To get these babies packed up properly, I wrapped them individually in clear cellophane bags, sealed them with a home stamped sticker, and placed them in a festive box. I included the cards I had made when we moved from Dublin to London. So the good Queen herself was on there guarding the lot of them! Oh and I added a candy cane too just for fun!
On the inside of each box lid I put a sticker with the ingredients, because I wanted all three recipients to know that the most important element added to any of my baking is LOVE!
I am normally super picky about people tasting my baked goods straight from the oven fresh.
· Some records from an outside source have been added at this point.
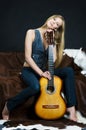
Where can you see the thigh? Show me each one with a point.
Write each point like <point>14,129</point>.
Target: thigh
<point>29,76</point>
<point>64,72</point>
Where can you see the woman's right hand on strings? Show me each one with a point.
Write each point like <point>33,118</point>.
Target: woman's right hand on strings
<point>46,74</point>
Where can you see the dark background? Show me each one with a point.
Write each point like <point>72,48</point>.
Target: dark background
<point>17,16</point>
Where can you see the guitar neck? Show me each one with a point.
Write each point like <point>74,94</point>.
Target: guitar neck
<point>50,60</point>
<point>50,64</point>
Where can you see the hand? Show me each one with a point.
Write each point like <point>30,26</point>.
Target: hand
<point>46,74</point>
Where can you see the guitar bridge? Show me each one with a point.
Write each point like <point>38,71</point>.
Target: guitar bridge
<point>50,106</point>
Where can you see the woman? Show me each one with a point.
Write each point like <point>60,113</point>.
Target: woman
<point>36,46</point>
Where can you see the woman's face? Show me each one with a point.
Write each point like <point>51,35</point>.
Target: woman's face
<point>54,23</point>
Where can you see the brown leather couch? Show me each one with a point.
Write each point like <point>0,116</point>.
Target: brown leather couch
<point>11,84</point>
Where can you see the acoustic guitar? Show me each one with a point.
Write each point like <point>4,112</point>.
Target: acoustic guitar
<point>50,104</point>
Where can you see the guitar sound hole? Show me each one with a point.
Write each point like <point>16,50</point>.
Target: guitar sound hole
<point>50,89</point>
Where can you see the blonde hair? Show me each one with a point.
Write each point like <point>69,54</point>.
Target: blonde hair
<point>58,39</point>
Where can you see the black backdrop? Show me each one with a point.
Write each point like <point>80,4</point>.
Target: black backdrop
<point>16,16</point>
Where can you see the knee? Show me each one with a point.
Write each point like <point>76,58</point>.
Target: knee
<point>36,88</point>
<point>69,71</point>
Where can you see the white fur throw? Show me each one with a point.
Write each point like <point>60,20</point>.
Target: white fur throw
<point>38,127</point>
<point>79,58</point>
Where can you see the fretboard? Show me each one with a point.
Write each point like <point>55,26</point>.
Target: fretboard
<point>50,64</point>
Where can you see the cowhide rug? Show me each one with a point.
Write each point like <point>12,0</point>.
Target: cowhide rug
<point>43,127</point>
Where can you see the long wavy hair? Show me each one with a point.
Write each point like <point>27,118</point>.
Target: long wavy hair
<point>58,39</point>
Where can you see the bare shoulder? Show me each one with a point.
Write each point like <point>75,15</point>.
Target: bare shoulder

So you can imagine the stress I felt that they would arrive not only in one piece but also edible! All of the ladies let me know when they received them and in fact they were grand! Thank goodness there are enough food bloggers on this side of the Atlantic to have a cookie swap, I can’t even imagine the concern I’d have about them making the journey to the U.S. from the U.K.!
I really enjoyed this process from start to nearly finish. It isn’t quite complete yet, as I am looking forward to seeing the final roundup of recipes from all the bloggers which will be posted by this weekend. It is these types of things that urge me on to overcome my ineptness with social media and technology. I’m still learning, but hope that when I participate next year, I’ll have all the bells and whistles on my site. Until then, thanks again to everyone involved. And lots of love to my amazing daughter-in law Koko for telling me about this event. She’s been doing it for a few years and now I see why she gets so excited about it!